I am adding a new TMA-specific Tips page,
courtesy of Carl Huster. Your contributions are welcome. (Nov 2, 1998).
PISCES allows you to regrid on several parameters, typically
doping. Actually, early manuals probably went overboard with the
doping regridding. It's more important to regrid the channel and
the depletion layers than the actual junction location (well, at
least for MOSFETs). Turns out that you can regrid on an arbitrary
box if you simply omit the regrid criteria (e.g. DOPING,
POTENTIAL). You usually need to specify SMOOTH=1 to get well
formed triangles, but there are cases where you are better off
without it. (7/98)
My favorite undocumented TCAD trick is the "!" in SUPREM4,
which allows you to execute a shell command from within SUPREM4.

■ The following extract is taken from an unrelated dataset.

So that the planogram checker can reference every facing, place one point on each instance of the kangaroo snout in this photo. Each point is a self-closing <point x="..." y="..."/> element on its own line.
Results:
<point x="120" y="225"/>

Scott Irving (National) used this to call S3 in order to
do a sheet resistance extraction in S4. My typical application
is to remove files to make sure they aren't there. In S4,
you can save the structure at every time step during an
oxidation. This can be useful for very slow oxidations, such
as a stress-dependent LOCOS simulation. Also useful if the
program crashes during an oxidation. "dump=1" saves after
every time step; the default prefix for the saved structures is
"s", and the rest of the file name will be the elapsed time,
e.g., s000000.002. Before you execute this, you might want to
remove the structures from previous runs:
! remove s000*
diffus time=100 temp=900 wet dump=1
Turns out that SILVACO has extended this capability to other
programs within Deckbuild/VWF with SYSTEM. This is not well
documented, but I find it highly useful. (5/12/98).
I used to close PISCES log files by opening up new dummy
log files. Atlas allows "log off" to close a file. But beware
of a recent discovery of mine: while running deckbuild on a Sun,
and remotely executing Atlas on an HP, an extract failed because
the extract started before the log file was closed. (4/21/98).
Silvaco has lots of very nice example files that you can
load and run in deckbuild. Tip: just load the file, and rather
than running it, jump to the tonyplot statements and simply
execute them. Loading the examples also loads the results! (4/21/98).
It's possible to do "physical" extracts in Atlas, as long as
you first save the structure, and then specify the structure file.
By default, Atlas loads the last log file. Now, once you know
that, you can extract the inversion layer thickness, which is handy
for comparing to your grid spacing. Here is an example:
output flowlines
save outf=lin.sol -- no quotes here
extract init inf="lin.sol" -- quotes here
extract name="i50" x.val from curve(depth,impurity="Current Flow" \
material="Silicon" mat.occno=1 x.val=0) where y.val=0.5
extract name="i90" x.val from curve(depth,impurity="Current Flow" \
material="Silicon" mat.occno=1 x.val=0) where y.val=0.1
extract name="i99" x.val from curve(depth,impurity="Current Flow" \
material="Silicon" mat.occno=1 x.val=0) where y.val=0.01
The above extracts the depth where 50, 90 and finally 99% of the
current flows. The extraction is done at x=0, which was the center
of the channel in my example (4/21/98).